Jim Tobin, directeur général de la National Association of Home Builders (association nationale des constructeurs de logements), a déclaré que son organisation s'était engagée auprès de l'administration à promouvoir des politiques susceptibles de réduire le coût de la production de logements.
"Je pense que les investissements des entreprises dans le logement ont été un moteur de la construction de nouveaux logements", a-t-il déclaré.
Le porte-parole de la Maison Blanche, Davis Ingle, a déclaré que l'administration s'engageait à explorer tous les outils possibles pour rendre le logement abordable pour le peuple américain.

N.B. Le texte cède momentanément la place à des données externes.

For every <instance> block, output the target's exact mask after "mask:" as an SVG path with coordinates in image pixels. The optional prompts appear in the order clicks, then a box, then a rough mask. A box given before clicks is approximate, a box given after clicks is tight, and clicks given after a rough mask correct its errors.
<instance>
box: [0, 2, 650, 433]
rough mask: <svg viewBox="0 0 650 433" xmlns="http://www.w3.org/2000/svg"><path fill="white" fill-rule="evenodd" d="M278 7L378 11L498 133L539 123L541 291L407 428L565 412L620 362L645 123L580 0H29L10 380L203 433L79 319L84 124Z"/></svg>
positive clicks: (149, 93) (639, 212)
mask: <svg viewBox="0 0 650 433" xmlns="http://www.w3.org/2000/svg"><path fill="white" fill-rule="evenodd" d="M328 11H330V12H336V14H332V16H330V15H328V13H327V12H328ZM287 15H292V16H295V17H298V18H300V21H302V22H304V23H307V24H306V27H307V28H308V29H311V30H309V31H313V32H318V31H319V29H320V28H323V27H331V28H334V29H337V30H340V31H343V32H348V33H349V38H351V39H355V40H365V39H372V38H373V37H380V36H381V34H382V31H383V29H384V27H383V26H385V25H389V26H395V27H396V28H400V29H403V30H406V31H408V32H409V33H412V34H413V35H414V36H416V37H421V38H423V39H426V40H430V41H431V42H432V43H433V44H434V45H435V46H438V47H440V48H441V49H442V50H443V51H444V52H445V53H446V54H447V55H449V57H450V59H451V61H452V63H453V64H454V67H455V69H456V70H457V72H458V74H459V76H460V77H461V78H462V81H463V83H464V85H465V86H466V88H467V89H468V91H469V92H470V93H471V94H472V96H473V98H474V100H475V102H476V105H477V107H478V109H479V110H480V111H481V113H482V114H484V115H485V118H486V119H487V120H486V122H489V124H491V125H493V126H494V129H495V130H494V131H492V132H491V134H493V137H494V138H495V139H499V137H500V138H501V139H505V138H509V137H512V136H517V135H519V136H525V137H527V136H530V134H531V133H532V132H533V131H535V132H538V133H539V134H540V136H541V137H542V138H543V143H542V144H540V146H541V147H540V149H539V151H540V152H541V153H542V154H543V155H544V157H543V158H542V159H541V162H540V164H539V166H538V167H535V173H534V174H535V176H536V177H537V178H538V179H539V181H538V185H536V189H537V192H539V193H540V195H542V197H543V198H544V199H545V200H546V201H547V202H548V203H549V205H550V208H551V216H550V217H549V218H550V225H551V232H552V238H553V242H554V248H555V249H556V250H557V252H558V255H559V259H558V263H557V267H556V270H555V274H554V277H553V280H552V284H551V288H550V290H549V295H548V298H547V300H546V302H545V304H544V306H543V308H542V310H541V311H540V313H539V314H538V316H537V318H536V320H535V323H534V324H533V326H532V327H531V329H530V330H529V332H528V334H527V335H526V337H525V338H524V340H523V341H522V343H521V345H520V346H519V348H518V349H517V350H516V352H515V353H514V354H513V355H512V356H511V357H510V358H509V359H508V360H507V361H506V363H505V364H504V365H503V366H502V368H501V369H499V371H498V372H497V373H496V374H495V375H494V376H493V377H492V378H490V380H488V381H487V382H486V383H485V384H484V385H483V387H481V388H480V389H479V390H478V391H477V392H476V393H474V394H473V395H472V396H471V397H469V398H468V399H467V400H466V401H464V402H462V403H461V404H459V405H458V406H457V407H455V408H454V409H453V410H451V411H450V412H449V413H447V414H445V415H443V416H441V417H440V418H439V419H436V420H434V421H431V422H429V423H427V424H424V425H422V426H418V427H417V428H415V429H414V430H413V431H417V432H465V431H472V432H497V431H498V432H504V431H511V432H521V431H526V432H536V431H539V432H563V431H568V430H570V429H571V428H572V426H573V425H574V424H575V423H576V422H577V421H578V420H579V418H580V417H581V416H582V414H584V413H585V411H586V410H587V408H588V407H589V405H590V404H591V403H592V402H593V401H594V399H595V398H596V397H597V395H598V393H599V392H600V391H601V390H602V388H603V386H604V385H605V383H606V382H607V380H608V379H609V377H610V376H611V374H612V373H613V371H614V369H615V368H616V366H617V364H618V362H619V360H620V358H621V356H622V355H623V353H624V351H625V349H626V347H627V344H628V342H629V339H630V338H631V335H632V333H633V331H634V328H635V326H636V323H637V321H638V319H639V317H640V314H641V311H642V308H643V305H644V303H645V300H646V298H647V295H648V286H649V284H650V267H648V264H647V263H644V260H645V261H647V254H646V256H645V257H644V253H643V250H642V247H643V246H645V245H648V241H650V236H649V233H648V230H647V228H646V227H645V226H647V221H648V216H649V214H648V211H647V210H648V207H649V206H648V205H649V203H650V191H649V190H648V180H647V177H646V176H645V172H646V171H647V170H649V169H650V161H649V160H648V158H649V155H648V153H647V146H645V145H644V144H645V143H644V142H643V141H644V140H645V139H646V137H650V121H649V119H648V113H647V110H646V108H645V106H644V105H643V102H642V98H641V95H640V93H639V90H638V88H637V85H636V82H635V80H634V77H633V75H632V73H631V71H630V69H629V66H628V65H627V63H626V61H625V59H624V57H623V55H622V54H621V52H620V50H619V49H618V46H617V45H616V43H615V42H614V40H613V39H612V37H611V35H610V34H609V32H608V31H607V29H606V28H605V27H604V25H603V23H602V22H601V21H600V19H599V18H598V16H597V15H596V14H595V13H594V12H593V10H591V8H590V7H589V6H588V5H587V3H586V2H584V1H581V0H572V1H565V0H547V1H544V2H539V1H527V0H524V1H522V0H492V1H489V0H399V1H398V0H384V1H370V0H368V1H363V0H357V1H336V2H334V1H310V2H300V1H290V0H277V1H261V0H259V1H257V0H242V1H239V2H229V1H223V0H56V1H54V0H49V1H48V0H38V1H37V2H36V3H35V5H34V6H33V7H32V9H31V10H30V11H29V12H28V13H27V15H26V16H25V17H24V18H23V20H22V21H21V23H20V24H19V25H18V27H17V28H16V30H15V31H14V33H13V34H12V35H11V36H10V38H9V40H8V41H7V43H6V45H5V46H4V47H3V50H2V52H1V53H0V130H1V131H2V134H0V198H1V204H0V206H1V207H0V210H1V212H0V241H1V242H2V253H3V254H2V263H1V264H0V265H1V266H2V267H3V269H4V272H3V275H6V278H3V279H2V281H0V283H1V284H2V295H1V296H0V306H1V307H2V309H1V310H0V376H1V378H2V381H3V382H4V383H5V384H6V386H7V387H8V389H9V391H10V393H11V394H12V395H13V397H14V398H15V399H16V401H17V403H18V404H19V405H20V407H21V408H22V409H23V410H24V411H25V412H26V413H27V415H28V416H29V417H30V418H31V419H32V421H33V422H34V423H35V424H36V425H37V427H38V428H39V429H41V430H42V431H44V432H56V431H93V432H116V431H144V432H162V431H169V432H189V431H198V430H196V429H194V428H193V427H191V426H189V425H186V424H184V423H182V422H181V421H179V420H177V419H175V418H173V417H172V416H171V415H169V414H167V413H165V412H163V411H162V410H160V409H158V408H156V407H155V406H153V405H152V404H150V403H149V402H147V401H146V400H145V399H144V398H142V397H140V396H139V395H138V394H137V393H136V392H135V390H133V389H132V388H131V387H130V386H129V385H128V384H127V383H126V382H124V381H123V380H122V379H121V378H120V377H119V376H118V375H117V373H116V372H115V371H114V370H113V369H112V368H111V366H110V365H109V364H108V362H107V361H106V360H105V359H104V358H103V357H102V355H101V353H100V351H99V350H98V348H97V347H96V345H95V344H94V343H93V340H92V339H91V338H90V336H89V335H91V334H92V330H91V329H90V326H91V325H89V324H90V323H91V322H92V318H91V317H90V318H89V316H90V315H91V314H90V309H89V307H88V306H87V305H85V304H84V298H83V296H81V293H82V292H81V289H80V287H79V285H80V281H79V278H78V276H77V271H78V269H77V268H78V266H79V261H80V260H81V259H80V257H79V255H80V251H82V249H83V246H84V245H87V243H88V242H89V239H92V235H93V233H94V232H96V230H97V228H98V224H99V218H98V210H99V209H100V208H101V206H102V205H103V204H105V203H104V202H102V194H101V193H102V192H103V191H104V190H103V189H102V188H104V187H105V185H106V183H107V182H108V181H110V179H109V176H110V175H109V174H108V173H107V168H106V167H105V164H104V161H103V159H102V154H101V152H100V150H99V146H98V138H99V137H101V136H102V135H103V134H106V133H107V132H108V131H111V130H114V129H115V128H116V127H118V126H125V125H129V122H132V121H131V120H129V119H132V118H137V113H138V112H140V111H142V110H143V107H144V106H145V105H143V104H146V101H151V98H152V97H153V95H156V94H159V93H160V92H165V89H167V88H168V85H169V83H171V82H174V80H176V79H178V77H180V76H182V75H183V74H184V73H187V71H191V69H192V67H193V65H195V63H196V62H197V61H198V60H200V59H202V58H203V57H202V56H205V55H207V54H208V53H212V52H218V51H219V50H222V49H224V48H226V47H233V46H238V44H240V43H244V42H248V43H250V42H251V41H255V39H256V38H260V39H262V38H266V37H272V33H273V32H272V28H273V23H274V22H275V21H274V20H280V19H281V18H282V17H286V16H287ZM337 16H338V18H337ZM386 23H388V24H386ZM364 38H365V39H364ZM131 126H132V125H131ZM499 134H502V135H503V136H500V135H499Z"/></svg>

LES PROPRIÉTAIRES DE WALL STREET
Les institutions de Wall Street telles que Blackstone
BX.N , American Homes 4 Rent AMH.N et Progress Residential ont acheté des milliers de logements depuis que la crise financière de 2008 a entraîné une vague de saisies immobilières, et en juin 2022, elles possédaient environ 3 % de tous les logements locatifs individuels, selon les données du gouvernement.
Ils contestent le fait que leurs investissements aient alimenté l'inflation des prix de l'immobilier, soulignant à plusieurs reprises les problèmes d'approvisionnement. Dans un communiqué, Blackstone a déclaré avoir été un vendeur net de logements au cours de la dernière décennie. Les porte-parole d'American Homes 4 Rent et de Progress n'ont pas immédiatement répondu aux demandes de commentaires.
Étant donné que les institutions représentent une grande partie de la demande de logements construits explicitement pour la location, les restrictions imposées aux propriétaires de Wall Street pourraient ralentir la construction de logements dans ce secteur, a averti l'AEI Housing Center au début du mois.
Après avoir terminé l'année 2025 en baisse de 3,4 %, l'indice plus large du secteur du logement de Philadelphie
.HGX est en hausse de 8,15 % depuis le début de l'année. M. Trump, sous pression pour répondre aux préoccupations des électeurs en matière d'accessibilité avant les élections législatives de cette année, a mis en avant un certain nombre d'autres politiques visant à stimuler l'accession à la propriété, notamment l'achat d'obligations hypothécaires par le gouvernement et un prêt hypothécaire de 50 ans. Alors que les valeurs immobilières sont en plein marasme, certains investisseurs y voient des opportunités potentielles.
"Si ces mesures fonctionnent, elles seront énormes pour les marchés", a déclaré Greg Halter, directeur de la recherche chez Carnegie Investment Counsel.